Richard Jones’s new production of Alcina takes the bull by the horns, literally so at times in a show where animal heads loom large. From first to last, Jones offers a stylish and witty rendering of Handel’s opera as an almost pantomimic contest between sacred and profane love, culminating in a clever final reveal that brings laughs all round. After his problematic Wagner for ENO last winter, this is Jones back on top form.
Alcina has a chequered history at Covent Garden. Premiered here in 1735, it did not return until the 1960s. It has not featured for a generation. But it is far too enchanting a work to be ignored for so long and Alcina’s time seems now to have come. This is the third production in Britain this year, following stagings by Tim Albery at Opera North and Francesco Micheli for the Glyndebourne festival. Jones has come up with an Alcina that will stay the course and be revived.
In Antony McDonald’s fast changing and colourful sets, lit by Lucy Carter, there is always something happening. Alcina’s leafy realm is glamorous and sexy as well as predatory. Her victims stray in from a puritanical Amish-like community where they are required to live by the book. Victims succumb after a squirt of Alcina perfume, transformed into birds and animals. The revolt against Alcina starts in a well-stocked greenhouse. This is a production aimed as much at the eye as at the ear.

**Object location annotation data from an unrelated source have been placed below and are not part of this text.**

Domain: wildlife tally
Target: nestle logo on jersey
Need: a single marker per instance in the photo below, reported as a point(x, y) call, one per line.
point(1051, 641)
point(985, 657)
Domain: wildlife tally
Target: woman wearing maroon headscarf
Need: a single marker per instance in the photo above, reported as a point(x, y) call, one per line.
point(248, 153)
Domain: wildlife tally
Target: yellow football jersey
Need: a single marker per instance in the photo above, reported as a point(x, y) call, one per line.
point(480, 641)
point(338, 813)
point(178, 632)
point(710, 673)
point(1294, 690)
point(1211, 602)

Musically, it is still something of a hybrid, although likely to relax better as the run develops. Christian Curnyn’s conducting is measured and reliable, but it plodded during one of the opera’s most devastating arias, Alcina’s Ah, mio cor. Given the revolution in baroque performance practice in the past 40 years, one wanted a bit more panache and expression in the playing from the Royal Opera House orchestra.

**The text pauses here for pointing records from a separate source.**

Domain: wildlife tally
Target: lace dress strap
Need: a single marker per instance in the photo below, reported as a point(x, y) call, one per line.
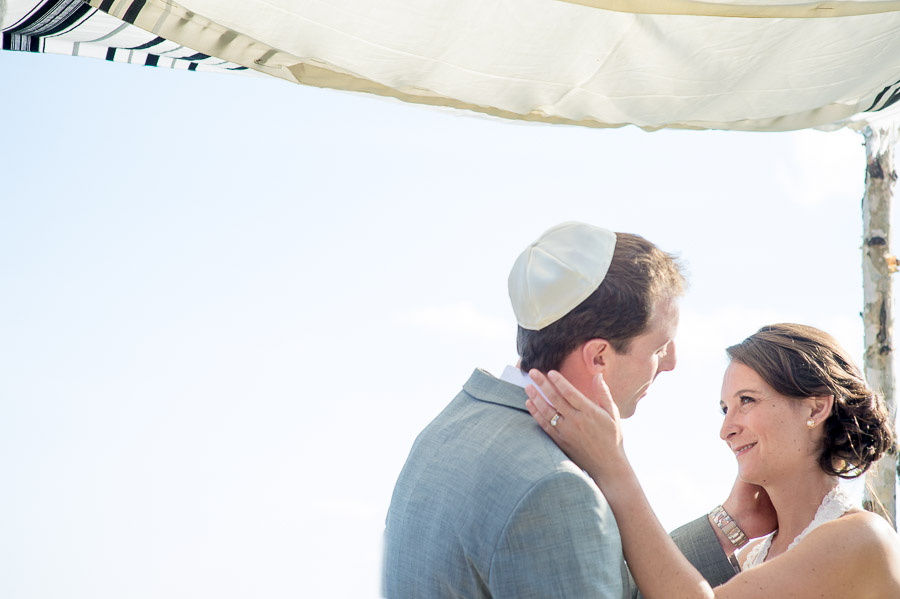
point(835, 504)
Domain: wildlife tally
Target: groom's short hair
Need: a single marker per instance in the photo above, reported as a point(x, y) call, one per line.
point(640, 275)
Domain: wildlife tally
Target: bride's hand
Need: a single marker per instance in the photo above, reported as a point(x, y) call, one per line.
point(588, 432)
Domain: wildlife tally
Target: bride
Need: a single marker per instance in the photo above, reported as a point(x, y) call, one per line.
point(798, 416)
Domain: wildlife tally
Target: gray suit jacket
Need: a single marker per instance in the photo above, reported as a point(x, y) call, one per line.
point(488, 506)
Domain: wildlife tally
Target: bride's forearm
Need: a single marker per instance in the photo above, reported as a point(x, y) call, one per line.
point(658, 567)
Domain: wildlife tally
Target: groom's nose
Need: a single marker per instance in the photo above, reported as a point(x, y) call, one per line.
point(670, 359)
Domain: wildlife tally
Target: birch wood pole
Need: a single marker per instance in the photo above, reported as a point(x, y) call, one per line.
point(878, 266)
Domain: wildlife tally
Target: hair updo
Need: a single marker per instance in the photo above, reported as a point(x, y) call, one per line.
point(801, 361)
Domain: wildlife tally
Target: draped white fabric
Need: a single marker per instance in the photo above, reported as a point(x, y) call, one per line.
point(564, 61)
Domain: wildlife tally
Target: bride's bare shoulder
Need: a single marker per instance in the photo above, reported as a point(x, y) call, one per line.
point(868, 535)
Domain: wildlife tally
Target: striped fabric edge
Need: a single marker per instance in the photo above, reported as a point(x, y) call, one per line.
point(75, 28)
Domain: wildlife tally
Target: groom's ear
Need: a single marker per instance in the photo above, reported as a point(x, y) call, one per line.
point(595, 354)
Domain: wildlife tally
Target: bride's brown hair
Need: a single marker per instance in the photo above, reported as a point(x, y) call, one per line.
point(802, 361)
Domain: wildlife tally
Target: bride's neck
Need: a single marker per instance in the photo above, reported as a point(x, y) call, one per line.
point(796, 501)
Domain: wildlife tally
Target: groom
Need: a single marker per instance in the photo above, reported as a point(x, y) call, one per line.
point(486, 504)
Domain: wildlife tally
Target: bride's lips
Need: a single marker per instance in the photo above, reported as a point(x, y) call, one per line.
point(741, 449)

In a mostly international cast, Lisette Oropesa inhabited the title role with enormous style, her creamy tone absolutely suits the part. As Ruggiero, who embodies the erotic ambivalence that percolates through the opera and who has more to sing than anyone, Emily D’Angelo sang with unflagging intensity, even when sitting in a tree to perform the rhapsodic Verdi prati.

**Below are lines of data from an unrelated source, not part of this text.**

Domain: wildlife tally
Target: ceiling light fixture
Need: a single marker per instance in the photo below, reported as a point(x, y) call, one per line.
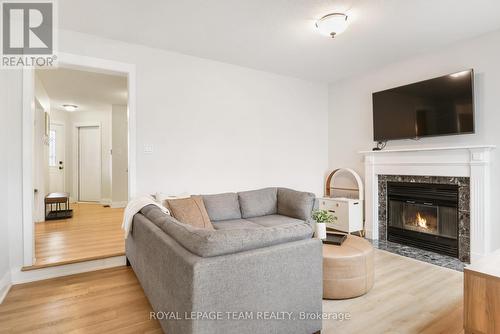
point(332, 24)
point(70, 107)
point(459, 74)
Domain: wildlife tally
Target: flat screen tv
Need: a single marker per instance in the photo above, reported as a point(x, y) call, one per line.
point(435, 107)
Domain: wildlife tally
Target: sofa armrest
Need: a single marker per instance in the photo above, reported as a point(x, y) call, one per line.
point(295, 204)
point(281, 278)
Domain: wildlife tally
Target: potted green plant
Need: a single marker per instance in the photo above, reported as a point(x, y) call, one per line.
point(322, 217)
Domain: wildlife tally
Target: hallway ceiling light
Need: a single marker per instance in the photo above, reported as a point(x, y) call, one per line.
point(332, 24)
point(70, 107)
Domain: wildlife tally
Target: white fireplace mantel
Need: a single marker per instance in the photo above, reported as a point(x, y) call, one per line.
point(458, 161)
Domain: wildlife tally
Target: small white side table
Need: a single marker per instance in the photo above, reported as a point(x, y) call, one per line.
point(348, 213)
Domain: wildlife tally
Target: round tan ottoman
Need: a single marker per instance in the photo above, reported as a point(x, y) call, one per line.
point(348, 269)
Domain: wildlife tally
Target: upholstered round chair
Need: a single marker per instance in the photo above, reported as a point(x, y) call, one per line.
point(348, 270)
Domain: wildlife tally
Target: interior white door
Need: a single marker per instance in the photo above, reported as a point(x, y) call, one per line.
point(89, 164)
point(57, 144)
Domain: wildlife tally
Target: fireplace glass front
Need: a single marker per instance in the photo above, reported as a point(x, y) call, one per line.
point(424, 216)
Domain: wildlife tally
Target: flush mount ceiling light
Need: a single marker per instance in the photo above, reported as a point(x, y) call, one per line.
point(70, 107)
point(460, 74)
point(332, 24)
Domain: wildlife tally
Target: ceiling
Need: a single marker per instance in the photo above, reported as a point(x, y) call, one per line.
point(90, 91)
point(279, 35)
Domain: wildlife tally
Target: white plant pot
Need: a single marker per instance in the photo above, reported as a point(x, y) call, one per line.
point(320, 231)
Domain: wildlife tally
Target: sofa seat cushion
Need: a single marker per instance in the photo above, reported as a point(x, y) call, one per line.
point(261, 202)
point(222, 206)
point(234, 224)
point(275, 220)
point(208, 243)
point(295, 204)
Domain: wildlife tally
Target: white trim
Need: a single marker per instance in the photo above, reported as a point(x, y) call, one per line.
point(86, 63)
point(76, 157)
point(64, 125)
point(19, 276)
point(27, 154)
point(5, 285)
point(467, 161)
point(105, 201)
point(116, 205)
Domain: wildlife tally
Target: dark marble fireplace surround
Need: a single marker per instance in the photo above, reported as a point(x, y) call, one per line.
point(463, 184)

Mary Bevan as Morgana brought the house down with her act-one showstopper Tornami a vagheggiar. Rupert Charlesworth was incisive and lyrical as Oronte, though with an occasional touch of strain. Varduhi Abrahamyan sang with noble dignity as Bradamante. Jones’s dramatically poignant choice of a child alto (here a reedy Malakhai Bayoh) to sing the lost boy Oberto caused barracking from one single person that was quickly – and rightly – drowned in cheers from everyone else.